I want to know if there is reduction in value in terms of academic usefulness by converting an original article to short communication. Are these two article types the same?. Or, do they rate them differently in academic environment?
A short communication in a journal is generally considered a preliminary study that insufficiently complete to merit publication as a full research article. ... As with Original Articles, manuscripts submitted as Short Communications should be novel and of wide general interest.
Please also check the answer to a similar question posted in RG: "Does a short communication paper carry the same impact factor as the full length paper?"
Articles that are designated "short communication" are indeed abridged versions of otherwise full length reports that result from "original research".
A well-written short communication is a bare bones, no frills attached summary that succinctly addresses the following: what was done (study objectives); why it was done (justification of the study); how it was done (materials and methods or methodology); what the results were; and the implications of the findings (interpretation of the results obtained and a statement on the translational benefit if any.
It requires about as much effort to produce a good short communication as it is to produce a regular full length article. Hence both the short communication and original research article can carry the same weight.
It is better to publish a short communication in a very high impact journal than to publish a full length /original research in a lower impact factor journal.
If it is cleverly written, your short communication could serve as a launching pad for the full length research article by whetting the appetite of your audience, and preparing them for the larger work that will be published later.

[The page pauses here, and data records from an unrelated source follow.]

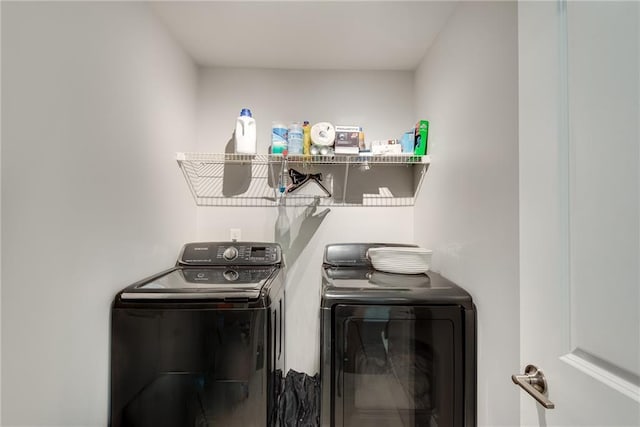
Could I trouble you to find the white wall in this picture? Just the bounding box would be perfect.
[415,2,520,426]
[2,2,197,426]
[198,69,414,373]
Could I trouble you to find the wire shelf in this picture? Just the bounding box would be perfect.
[177,153,430,207]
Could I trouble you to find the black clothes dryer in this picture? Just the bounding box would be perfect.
[109,242,285,427]
[320,243,476,427]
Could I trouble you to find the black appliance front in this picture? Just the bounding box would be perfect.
[321,245,476,427]
[110,243,284,427]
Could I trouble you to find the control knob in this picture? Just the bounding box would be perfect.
[222,246,238,261]
[222,270,240,282]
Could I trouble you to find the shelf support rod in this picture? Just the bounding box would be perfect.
[342,159,349,203]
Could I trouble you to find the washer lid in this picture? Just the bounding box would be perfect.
[121,266,277,299]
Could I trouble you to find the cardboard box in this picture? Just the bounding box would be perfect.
[371,139,402,155]
[334,126,360,154]
[413,120,429,156]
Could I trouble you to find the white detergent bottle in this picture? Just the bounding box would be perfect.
[234,108,257,154]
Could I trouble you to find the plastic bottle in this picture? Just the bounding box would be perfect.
[302,120,311,156]
[287,122,303,155]
[271,122,287,155]
[234,108,257,154]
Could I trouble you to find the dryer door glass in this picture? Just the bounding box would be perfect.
[332,305,464,427]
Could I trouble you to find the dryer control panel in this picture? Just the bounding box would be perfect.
[177,242,282,266]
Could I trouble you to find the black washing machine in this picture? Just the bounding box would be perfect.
[109,242,285,427]
[320,243,476,427]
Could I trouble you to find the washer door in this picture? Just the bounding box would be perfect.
[331,305,465,427]
[110,308,273,427]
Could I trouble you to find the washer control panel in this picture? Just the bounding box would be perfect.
[178,242,282,266]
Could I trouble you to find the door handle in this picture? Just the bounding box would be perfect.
[511,365,556,409]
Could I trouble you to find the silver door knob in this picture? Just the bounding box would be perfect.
[511,365,556,409]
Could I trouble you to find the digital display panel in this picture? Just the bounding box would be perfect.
[251,246,267,258]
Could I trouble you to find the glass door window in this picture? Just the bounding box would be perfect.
[333,305,464,427]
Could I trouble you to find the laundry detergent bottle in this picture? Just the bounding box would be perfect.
[234,108,257,154]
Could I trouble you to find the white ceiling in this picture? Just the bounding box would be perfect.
[149,1,456,70]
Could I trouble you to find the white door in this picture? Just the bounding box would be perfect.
[516,1,640,426]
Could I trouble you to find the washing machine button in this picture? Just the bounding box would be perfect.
[222,246,238,261]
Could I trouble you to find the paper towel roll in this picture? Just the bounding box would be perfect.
[311,122,336,146]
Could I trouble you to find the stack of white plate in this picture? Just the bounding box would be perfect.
[367,246,433,274]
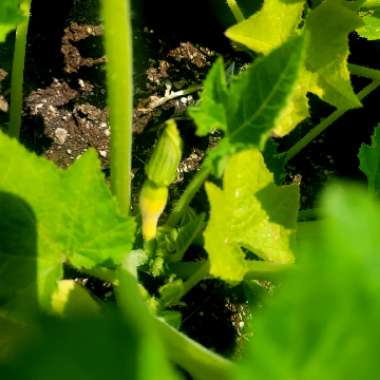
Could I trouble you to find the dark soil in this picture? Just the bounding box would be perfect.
[0,0,380,360]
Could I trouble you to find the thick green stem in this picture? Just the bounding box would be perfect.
[156,319,235,380]
[116,258,235,380]
[166,165,211,227]
[284,80,380,162]
[227,0,245,22]
[102,0,133,214]
[8,0,32,138]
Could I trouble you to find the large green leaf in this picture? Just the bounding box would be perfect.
[204,149,299,282]
[237,185,380,380]
[227,0,362,136]
[0,192,37,318]
[359,124,380,195]
[190,37,304,149]
[0,134,135,308]
[0,0,23,42]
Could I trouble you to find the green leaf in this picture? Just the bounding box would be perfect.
[0,0,24,42]
[359,124,380,195]
[237,185,380,380]
[0,134,135,308]
[0,314,177,380]
[226,0,305,54]
[305,0,362,109]
[52,280,101,318]
[227,0,362,137]
[356,9,380,41]
[189,57,227,136]
[0,192,37,318]
[204,149,299,283]
[226,37,304,149]
[190,37,304,151]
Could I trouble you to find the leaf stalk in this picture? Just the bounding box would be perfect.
[8,0,32,139]
[102,0,133,215]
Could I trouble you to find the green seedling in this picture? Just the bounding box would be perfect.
[0,0,380,380]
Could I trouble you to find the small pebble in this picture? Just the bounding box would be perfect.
[54,128,68,145]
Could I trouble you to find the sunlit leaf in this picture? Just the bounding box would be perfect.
[204,149,299,282]
[0,134,134,308]
[237,185,380,380]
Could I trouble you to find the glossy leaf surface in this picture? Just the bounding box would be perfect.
[204,149,299,282]
[0,134,135,308]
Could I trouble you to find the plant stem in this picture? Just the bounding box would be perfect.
[102,0,133,215]
[8,0,32,138]
[80,267,118,285]
[116,258,235,380]
[166,165,211,227]
[156,319,235,380]
[283,80,380,162]
[227,0,245,22]
[348,63,380,80]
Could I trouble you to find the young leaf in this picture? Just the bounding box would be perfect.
[359,124,380,195]
[204,149,299,282]
[226,37,304,149]
[237,185,380,380]
[190,37,304,151]
[226,0,305,54]
[305,0,362,109]
[227,0,362,137]
[0,0,23,42]
[0,134,135,308]
[189,57,227,136]
[356,8,380,41]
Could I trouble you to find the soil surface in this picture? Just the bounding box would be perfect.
[0,0,380,355]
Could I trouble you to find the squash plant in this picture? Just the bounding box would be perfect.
[0,0,380,380]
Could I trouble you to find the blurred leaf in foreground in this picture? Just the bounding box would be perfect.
[359,124,380,195]
[238,185,380,380]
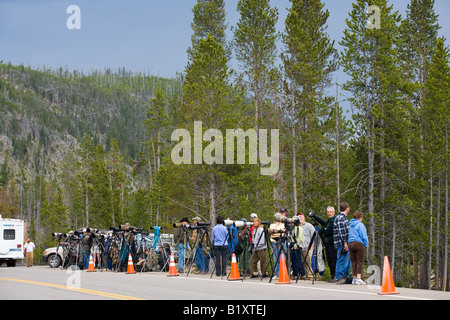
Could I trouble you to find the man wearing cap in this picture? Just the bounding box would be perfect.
[191,216,209,273]
[269,208,287,279]
[173,218,189,273]
[297,212,315,280]
[333,202,351,284]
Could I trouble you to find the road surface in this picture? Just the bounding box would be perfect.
[0,266,450,302]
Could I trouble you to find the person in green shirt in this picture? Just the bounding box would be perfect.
[320,206,337,282]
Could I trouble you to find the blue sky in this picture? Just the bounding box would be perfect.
[0,0,450,78]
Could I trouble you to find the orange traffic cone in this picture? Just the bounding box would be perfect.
[275,253,291,284]
[127,252,136,274]
[88,253,95,272]
[228,253,242,281]
[378,257,400,295]
[167,252,178,277]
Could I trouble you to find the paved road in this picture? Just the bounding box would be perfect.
[0,266,450,302]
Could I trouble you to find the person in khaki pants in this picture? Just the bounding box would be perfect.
[23,238,36,267]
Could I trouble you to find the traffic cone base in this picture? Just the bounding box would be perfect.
[228,253,242,281]
[88,253,95,272]
[275,253,291,284]
[127,252,136,274]
[378,256,400,295]
[167,252,178,277]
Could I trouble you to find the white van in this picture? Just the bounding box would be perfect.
[0,216,25,267]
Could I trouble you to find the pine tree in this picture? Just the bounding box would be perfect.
[281,0,337,212]
[234,0,278,133]
[340,0,402,263]
[421,38,450,289]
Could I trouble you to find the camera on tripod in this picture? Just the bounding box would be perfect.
[274,213,300,226]
[309,211,327,226]
[173,222,205,231]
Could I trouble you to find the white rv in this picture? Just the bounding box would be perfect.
[0,216,25,267]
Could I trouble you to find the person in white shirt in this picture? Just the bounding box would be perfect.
[23,238,36,267]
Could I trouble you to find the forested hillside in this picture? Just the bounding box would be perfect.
[0,0,450,290]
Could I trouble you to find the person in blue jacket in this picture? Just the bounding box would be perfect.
[348,211,369,285]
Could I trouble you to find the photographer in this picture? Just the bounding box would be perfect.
[297,212,315,280]
[191,217,204,273]
[268,208,287,279]
[173,218,189,273]
[213,216,228,277]
[320,206,337,282]
[333,202,350,284]
[81,228,94,269]
[250,218,268,278]
[291,215,305,277]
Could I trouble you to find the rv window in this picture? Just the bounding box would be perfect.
[3,229,16,240]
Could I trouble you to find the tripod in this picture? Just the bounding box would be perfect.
[170,225,189,274]
[244,225,274,281]
[295,228,321,284]
[186,227,211,277]
[210,226,234,279]
[269,223,293,283]
[136,227,162,273]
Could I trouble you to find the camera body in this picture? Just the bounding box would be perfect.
[309,211,327,226]
[274,213,300,226]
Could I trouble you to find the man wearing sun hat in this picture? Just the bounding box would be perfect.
[173,218,189,273]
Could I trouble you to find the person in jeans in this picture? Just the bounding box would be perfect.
[348,211,369,285]
[173,218,190,273]
[320,206,337,283]
[213,216,228,277]
[333,202,350,284]
[23,238,36,267]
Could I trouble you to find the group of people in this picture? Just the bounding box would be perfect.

IMO, the reader should treat all articles based on their usefulness, rigor, originality, novelty, etc. not on their mere size. Personally, I have published a few short articles in good journals and never regretted it. However, some incompetent administrators may assign lower weight to 'brief communication' works in P&T decisions. But we should completely disregard their opinion and do what's truly needed to advance science - regardless of the length of each paper.
They do - implicitly - have a slightly lower "impact" in the eyes of your bosses, but as long as you write "normal length" papers as well no-one can actually complain, and you probably have a very good motive when you do write a short paper anyway.
A short communication in a journal is generally considered a preliminary study that insufficiently complete to merit publication as a full research article. ... As with Original Articles, manuscripts submitted as Short Communications should be novel and of wide general interest.
Please also check the answer to a similar question posted in RG: "Does a short communication paper carry the same impact factor as the full length paper?"
Both short communication and original article are equally important, and worthy according to me. Sometimes a short communication on a very important topic when published in a good journal can get cited a lot. So also original articles when presented systematically gain a lot of appreciation and recognition.
Short communication can be seen as a preliminary or pilot study from the original article/ full study. However, in a real sense, little difference is what you are going to experience in the overall conclusion of the original article. Although, scholars published short communication first so that readers would be aware of what is going on in their field and some do that to make the mark as the first person to do such as study. Therefore, you need to strike a balance by informing your readers about the two publications i.e the pilot study (short communication) and the real or original articles, and you must, as a matter of fact informed the readers that (the pilot) is a part of the original study, so that the readers would be aware of the trend in your communication to them. Also, when the original article/full paper is ready, you need to inform the readers about their correlations/differences and make your conclusions. I hope this is useful! Good luck!!
Short/Rapid/Brief Communication Article is a shorter version of "Original Paper", whose methods, findings, etc. don't justify a full length paper. They still contain original findings, but are general much more straightforward. They are both useful. However, original article is more comprehensive and informative.
short communication has less words count and less references when compared to original also the methodology may be the same including ample size and the results. i had a previous experience of original article being accepted for short communication , editors requested shortening of the introduction and references.
so I think they should be totally differ in their format and design.